Key stakeholder perspectives will be gathered mid- and post-intervention, and organizational readiness will be assessed again post-intervention to see if readiness changed over time. This long-term perspective on adoption of innovation has been recommended by others who have noted that change toward evidence-based care in mental health care is a slow and uneven process, warranting a longitudinal perspective.22,23
Issues such as organizational vision and commitment may affect the long-term sustainability of innovations, so ongoing assessment of these issues could be critical.24
With a longitudinal perspective, this study will be able to explore associations between patient outcomes and organizational readiness, as has been demonstrated by others.25
Whitley and colleagues26
suggest that implementation of illness management and recovery requires strong leadership, an organizational culture that embraces innovation, effective training, and committed staff. Lin and colleagues1
suggest that employees’ perceptions of an organization’s orientation, activities, and support of quality management are associated with their perceptions of whether implementation of quality improvement activities will lead to improved patient outcomes.
This study has limitations in that the sample sizes are not large and there is variability across sites, so generalizability is limited. Data from administrators was particularly limited, so insight is not provided here as to the ways in which administrators and staff may differ in their perceptions of organizational readiness, as operationalized by the ORC and as explored in the interviews. Additionally, taking the average survey response from a group of employees is a limited way in which to assess organizational readiness, at least in part because employees likely differ in their awareness of and contribution to readiness.
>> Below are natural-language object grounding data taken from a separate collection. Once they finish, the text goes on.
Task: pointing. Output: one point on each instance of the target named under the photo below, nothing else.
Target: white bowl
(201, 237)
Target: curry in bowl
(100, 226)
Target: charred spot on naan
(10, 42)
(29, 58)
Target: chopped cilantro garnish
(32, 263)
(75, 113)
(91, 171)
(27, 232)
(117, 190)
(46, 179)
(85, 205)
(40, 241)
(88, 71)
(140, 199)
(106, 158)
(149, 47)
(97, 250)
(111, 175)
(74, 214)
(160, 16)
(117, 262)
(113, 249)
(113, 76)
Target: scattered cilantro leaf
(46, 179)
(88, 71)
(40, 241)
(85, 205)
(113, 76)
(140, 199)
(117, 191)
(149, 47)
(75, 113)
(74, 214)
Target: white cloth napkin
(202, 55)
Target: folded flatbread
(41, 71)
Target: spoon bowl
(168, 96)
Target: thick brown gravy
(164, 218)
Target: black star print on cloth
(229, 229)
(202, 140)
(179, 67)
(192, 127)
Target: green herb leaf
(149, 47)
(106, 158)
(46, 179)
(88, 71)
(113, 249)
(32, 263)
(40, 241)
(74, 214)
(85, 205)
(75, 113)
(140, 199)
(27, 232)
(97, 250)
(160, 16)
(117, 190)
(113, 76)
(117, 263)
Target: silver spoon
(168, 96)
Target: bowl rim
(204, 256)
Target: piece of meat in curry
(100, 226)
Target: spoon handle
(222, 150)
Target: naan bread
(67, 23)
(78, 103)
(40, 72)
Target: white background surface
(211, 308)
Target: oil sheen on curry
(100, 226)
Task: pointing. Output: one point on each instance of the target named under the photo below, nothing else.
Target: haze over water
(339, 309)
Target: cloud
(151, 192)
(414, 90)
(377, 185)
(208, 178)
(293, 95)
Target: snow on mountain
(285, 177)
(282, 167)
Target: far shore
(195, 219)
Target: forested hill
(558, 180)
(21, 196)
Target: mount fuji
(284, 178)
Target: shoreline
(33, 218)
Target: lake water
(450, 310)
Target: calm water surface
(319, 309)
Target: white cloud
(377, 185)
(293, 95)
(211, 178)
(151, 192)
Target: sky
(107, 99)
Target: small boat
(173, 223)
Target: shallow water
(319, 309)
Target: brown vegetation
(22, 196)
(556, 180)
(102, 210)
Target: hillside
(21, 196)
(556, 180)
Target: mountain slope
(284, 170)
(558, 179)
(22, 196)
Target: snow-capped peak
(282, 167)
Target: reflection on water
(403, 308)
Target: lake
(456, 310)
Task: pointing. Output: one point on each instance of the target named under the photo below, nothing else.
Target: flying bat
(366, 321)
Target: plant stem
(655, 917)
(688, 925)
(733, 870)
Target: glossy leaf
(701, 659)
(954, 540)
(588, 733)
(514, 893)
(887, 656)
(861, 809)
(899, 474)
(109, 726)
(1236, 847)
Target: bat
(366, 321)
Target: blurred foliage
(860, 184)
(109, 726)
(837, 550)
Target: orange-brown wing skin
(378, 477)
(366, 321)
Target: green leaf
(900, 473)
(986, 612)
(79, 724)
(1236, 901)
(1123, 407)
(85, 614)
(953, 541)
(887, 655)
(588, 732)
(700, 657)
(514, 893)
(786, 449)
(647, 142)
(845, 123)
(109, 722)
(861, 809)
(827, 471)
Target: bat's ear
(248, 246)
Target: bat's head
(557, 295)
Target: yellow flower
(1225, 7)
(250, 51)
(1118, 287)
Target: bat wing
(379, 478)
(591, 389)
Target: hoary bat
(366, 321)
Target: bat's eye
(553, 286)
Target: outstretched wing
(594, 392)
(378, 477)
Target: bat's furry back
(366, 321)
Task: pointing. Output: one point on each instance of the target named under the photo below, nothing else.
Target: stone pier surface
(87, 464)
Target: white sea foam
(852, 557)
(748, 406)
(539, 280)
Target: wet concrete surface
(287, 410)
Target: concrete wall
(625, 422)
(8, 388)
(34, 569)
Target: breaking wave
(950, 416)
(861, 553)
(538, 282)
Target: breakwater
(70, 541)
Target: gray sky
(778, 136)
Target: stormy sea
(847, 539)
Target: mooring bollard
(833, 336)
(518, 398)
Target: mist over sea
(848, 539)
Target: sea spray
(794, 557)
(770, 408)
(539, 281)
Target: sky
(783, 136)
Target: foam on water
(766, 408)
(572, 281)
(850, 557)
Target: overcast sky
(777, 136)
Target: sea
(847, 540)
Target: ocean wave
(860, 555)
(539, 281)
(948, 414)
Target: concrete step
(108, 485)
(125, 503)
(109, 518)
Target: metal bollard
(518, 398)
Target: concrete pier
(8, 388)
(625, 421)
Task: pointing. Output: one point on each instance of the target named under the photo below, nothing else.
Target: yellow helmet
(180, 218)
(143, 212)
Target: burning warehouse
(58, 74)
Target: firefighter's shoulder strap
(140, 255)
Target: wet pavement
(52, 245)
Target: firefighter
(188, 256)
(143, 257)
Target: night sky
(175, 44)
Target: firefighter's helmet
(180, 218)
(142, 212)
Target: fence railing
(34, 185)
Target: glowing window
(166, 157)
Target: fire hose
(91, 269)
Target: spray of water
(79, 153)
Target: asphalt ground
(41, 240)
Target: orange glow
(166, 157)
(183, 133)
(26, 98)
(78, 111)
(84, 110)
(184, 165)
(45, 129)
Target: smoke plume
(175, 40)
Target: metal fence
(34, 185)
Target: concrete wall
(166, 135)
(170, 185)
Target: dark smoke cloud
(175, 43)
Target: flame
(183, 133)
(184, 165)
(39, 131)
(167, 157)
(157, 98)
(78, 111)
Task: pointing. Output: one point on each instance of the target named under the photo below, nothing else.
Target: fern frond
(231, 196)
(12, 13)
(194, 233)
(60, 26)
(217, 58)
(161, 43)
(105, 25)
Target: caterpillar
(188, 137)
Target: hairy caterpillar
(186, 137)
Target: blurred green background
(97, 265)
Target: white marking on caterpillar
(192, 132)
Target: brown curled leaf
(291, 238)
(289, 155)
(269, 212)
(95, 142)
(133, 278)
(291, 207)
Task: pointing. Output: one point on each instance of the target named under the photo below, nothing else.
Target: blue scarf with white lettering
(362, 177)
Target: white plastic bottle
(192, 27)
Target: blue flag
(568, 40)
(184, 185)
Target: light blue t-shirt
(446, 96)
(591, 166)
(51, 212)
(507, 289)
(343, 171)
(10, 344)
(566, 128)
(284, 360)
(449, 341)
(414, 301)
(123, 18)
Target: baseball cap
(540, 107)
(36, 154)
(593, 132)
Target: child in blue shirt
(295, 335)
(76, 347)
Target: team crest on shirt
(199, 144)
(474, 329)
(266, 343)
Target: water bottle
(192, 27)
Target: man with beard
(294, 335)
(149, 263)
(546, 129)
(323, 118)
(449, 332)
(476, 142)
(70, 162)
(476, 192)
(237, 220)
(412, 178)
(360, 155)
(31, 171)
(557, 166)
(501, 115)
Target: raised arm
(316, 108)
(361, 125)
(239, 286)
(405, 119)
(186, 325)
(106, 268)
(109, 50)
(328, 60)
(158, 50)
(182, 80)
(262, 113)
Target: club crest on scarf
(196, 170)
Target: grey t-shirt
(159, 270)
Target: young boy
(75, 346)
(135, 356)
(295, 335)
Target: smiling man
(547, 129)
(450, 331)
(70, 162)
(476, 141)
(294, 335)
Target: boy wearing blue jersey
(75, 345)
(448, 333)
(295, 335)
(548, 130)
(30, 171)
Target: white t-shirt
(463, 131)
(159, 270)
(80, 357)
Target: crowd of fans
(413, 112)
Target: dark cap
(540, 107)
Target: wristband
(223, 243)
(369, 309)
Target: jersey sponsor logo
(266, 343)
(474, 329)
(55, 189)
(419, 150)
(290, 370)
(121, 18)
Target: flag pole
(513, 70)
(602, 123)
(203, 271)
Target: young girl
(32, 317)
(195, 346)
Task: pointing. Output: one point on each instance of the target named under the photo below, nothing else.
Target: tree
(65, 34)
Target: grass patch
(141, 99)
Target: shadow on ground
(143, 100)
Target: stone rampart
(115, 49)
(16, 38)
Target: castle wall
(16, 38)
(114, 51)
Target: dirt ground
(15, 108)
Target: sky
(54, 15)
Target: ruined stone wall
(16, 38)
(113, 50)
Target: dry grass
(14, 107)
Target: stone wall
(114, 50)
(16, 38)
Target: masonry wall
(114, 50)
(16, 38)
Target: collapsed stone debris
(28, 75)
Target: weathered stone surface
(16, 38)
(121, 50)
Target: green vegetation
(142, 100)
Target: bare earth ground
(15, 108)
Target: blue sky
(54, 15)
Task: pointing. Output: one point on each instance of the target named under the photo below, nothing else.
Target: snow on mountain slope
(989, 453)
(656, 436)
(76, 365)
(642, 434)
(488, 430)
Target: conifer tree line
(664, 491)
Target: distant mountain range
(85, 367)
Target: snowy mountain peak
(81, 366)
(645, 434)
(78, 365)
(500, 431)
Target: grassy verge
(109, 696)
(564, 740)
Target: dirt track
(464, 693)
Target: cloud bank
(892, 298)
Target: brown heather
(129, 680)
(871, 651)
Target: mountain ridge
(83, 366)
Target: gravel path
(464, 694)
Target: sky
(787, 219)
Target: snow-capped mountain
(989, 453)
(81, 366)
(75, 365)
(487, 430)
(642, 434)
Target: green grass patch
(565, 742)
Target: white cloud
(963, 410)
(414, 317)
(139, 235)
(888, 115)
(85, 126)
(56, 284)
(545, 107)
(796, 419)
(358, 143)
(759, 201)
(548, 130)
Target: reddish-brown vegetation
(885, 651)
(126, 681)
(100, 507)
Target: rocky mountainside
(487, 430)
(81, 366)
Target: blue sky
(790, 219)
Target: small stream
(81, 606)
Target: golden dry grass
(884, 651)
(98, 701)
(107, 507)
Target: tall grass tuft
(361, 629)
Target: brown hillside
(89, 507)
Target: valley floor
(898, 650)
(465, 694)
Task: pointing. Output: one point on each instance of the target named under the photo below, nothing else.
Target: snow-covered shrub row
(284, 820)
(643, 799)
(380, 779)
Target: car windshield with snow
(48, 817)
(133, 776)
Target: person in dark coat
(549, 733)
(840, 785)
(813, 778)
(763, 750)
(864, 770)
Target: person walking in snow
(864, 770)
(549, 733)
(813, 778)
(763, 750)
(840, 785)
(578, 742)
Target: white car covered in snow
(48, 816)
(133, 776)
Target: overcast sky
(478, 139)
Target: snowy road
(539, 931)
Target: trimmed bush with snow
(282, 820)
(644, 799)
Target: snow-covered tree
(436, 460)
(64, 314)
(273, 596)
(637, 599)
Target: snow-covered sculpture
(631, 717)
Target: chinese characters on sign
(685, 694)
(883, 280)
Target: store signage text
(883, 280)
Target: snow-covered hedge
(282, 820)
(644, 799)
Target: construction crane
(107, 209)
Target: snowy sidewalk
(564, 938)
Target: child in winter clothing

This study was not designed to test variable contributions to readiness, but an investigation that tests this idea would be clinically and empirically valuable.
One of the main points of this quality improvement effort was the need to acknowledge from the outset that clinical settings, though they may be similar in many ways, are never completely equivalent despite best efforts to have them equivalent from an empirical standpoint. Accordingly, we designed the study to explore the ways in which the sites were not equivalent, i.e., to assess in some depth each site’s organizational climate, with more emphasis on the intervention sites because we wanted to maximize uptake of the intervention in order to improve quality of care.
Organizational change, though difficult to achieve, can occur. Adoption of evidence-based care in specialty mental health is critical for the improvement of patient outcomes.27
The onus is on implementation researchers to continue to identify factors that facilitate successful adoption of appropriate and effective clinical practices. One step toward the identification of these factors is thorough assessment of organizational readiness for change, so subsequent intervention efforts are more carefully attuned to the strengths and barriers present in each site. Ideally, with locally tailored implementation strategies, adoption of evidence-based practices will increasingly become the norm, and patients seeking services will receive the care that they need in order to have optimal health outcomes.